Des micro-organismes présents le tube digestif peuvent-ils soigner ? Le microbiote intestinal est en effet au cœur des réflexions à l'heure actuelle. Un colloque, organisé jeudi 19 octobre à Paris, était même centré sur cette question afin de mettre en lumière ce domaine de la médecine en plein essor et tenter d'harmoniser les recherches au niveau international.
Le microbiote, ou flore intestinale, désigne l'ensemble des bactéries, virus et champignons non pathogènes qui peuplent le côlon et l'intestin. Les découvertes récentes sur ce "micro-monde" niché dans le ventre ouvrent des perspectives pour mieux comprendre voire guérir des maladies aussi diverses que le diabète, l'obésité, les maladies inflammatoires de l'intestin, certains cancers.
Des ouvertures considérables qui pourraient même être l'avenir de la médecine. À l'heure actuelle, aucune certitude existe puisqu'on reste dans le domaine du "potentiel". Patrice Debré, professeur d'immunologie à l'Université Pierre et Marie Curie, explique en effet qu'aucune "preuve directe" n'existe concernant le possible lien entre microbiote et maladies.
Pourtant dès 2014, ce rôle était déjà évoqué dans les colonnes de La Croix : "La majorité des microbiologistes, gastro-entérologues et autres neurobiologistes s’accordent aujourd’hui pour affirmer que l’intestin et ses résidents bactériens sont bien plus qu’un simple conduit, qu’une simple machine à digérer", pouvait-on lire dans le quotidien. Les chercheurs considèrent qu'il s'agit d'un "organe" à part entière, parfois même appelé le second cerveau, car il a été établi qu'il joue un rôle dans les fonctions digestive, métabolique, neurologique et immunitaire.

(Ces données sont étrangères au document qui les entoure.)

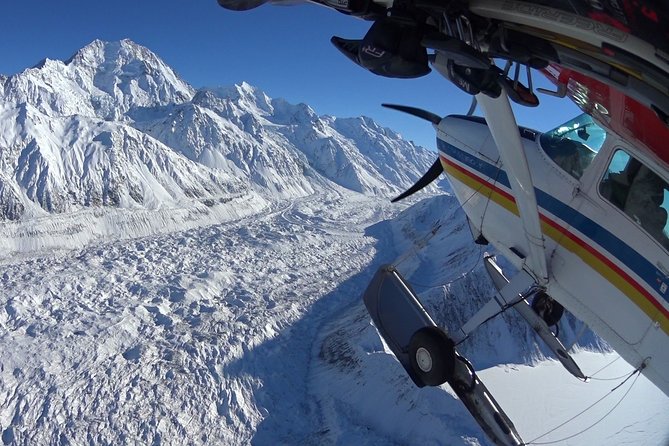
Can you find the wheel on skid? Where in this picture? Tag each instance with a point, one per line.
(432, 355)
(547, 308)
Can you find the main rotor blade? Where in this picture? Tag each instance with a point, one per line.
(431, 175)
(418, 112)
(241, 5)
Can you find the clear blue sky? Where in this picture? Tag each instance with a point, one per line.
(285, 51)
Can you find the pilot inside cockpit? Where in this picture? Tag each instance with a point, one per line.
(639, 192)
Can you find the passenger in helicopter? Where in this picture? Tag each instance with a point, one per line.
(644, 203)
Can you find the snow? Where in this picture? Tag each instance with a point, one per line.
(213, 296)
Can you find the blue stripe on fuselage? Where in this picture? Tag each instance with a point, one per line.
(617, 249)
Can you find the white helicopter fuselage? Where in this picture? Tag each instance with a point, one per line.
(604, 267)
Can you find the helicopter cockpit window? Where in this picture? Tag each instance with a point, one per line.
(574, 144)
(639, 193)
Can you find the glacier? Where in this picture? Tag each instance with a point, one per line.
(185, 266)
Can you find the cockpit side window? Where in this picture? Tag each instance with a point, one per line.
(639, 193)
(574, 144)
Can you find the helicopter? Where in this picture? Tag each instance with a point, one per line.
(591, 195)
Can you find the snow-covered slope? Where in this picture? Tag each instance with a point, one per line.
(115, 126)
(253, 332)
(185, 267)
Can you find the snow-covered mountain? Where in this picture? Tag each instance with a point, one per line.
(115, 126)
(196, 277)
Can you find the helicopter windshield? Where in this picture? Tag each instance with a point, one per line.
(574, 144)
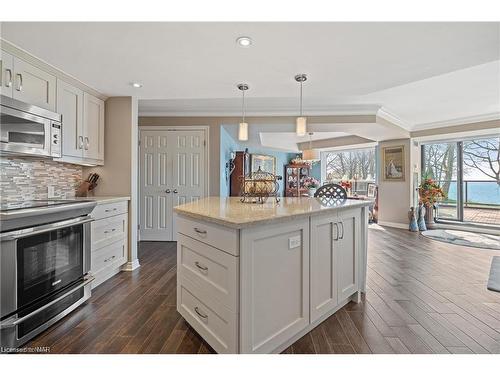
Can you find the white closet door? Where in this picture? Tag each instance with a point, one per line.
(188, 173)
(155, 178)
(172, 172)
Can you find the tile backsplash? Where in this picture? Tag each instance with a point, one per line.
(25, 178)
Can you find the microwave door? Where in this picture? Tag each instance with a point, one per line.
(23, 133)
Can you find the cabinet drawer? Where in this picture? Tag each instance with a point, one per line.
(217, 327)
(214, 272)
(225, 239)
(113, 254)
(109, 230)
(109, 209)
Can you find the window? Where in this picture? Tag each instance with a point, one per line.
(357, 166)
(468, 171)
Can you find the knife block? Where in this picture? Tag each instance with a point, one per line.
(85, 189)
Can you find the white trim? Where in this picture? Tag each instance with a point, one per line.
(464, 135)
(130, 266)
(392, 118)
(392, 225)
(205, 128)
(457, 121)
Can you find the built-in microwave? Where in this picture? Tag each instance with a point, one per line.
(29, 130)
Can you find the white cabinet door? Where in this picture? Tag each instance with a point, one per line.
(7, 73)
(33, 85)
(70, 106)
(274, 285)
(93, 117)
(347, 249)
(324, 231)
(155, 177)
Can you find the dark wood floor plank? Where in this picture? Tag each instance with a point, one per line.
(423, 296)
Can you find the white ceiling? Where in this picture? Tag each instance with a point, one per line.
(420, 72)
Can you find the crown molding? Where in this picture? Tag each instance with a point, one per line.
(457, 121)
(385, 114)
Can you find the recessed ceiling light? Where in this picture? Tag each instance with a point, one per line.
(244, 41)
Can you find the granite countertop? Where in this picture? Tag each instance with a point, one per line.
(104, 199)
(233, 213)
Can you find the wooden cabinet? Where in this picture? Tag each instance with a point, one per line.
(28, 83)
(83, 125)
(7, 74)
(70, 106)
(274, 294)
(93, 117)
(335, 242)
(294, 179)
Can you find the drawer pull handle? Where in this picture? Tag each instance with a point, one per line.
(110, 258)
(204, 316)
(203, 268)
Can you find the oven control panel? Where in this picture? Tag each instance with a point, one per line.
(56, 140)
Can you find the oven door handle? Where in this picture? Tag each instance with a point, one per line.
(12, 322)
(15, 235)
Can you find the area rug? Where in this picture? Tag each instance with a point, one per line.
(458, 237)
(494, 280)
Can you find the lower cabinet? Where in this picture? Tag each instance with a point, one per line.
(335, 241)
(109, 240)
(258, 289)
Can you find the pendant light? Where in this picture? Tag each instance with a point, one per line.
(310, 154)
(243, 128)
(301, 122)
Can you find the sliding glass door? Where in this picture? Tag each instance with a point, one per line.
(468, 171)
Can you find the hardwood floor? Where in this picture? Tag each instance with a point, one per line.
(423, 296)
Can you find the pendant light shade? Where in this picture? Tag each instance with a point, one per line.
(301, 126)
(301, 122)
(243, 128)
(310, 153)
(243, 131)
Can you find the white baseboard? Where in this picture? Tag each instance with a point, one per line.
(130, 266)
(392, 225)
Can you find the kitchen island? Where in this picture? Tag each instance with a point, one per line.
(254, 278)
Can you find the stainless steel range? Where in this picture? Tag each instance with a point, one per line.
(44, 265)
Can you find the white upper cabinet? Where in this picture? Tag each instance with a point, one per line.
(7, 73)
(93, 118)
(70, 106)
(33, 85)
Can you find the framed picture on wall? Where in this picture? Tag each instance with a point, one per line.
(266, 163)
(393, 162)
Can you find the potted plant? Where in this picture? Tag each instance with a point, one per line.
(311, 184)
(430, 193)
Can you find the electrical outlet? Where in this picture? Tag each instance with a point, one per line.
(51, 192)
(294, 242)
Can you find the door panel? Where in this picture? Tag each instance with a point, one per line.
(34, 86)
(347, 253)
(7, 74)
(323, 263)
(156, 224)
(94, 127)
(171, 160)
(70, 106)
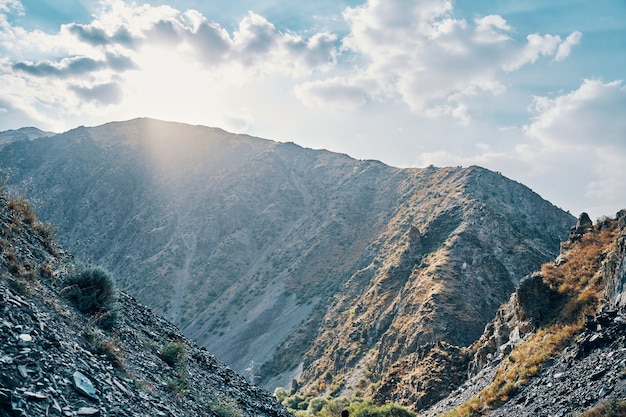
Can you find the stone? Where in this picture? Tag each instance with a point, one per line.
(88, 411)
(83, 385)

Ces dernières années, les progrès des techniques de séquençage génétique ont permis d'améliorer la connaissance de cet écosystème miniature. Chaque être humain héberge 100.000 milliards de bactéries dans son système digestif, d'environ 160 espèces, qui pèsent 1 à 2 kilos au total. Si certaines sont communes à un grand nombre de personnes, d'autres sont propres à chaque individu, ce qui fait de cet écosystème une carte d'identité unique, comme le patrimoine génétique ou les empreintes digitales.
Les déséquilibres de ce microbiote, liés à l'alimentation, à certaines mutations génétiques ou à des traitements, peuvent donc affaiblir les défenses et contribuer au développement de maladies chroniques. Ils pourraient aussi être à l'origine de certains cancers digestifs, une population de bactéries dérégulée favorisant l'inflammation et la transformation des cellules de la paroi du côlon en cellules cancéreuses.
Plusieurs projets de recherche tentent d'établir une "cartographie" du microbiote, pour identifier les populations de bactéries qui prédisposent à certaines maladies. Et pour modifier la composition d'un microbiote déséquilibré, plusieurs pistes thérapeutiques sont explorées : l'alimentation, des antibiotiques ciblant les bactéries néfastes, ou l'implantation d'une souche de bactérie bénéfique.
Pour que ce champ de recherche qui suscite un "engouement exceptionnel" tienne toutes ses promesses, les experts européens, américains et chinois présents au colloque tenteront d'harmoniser les procédures de recherche et les cadres réglementaires.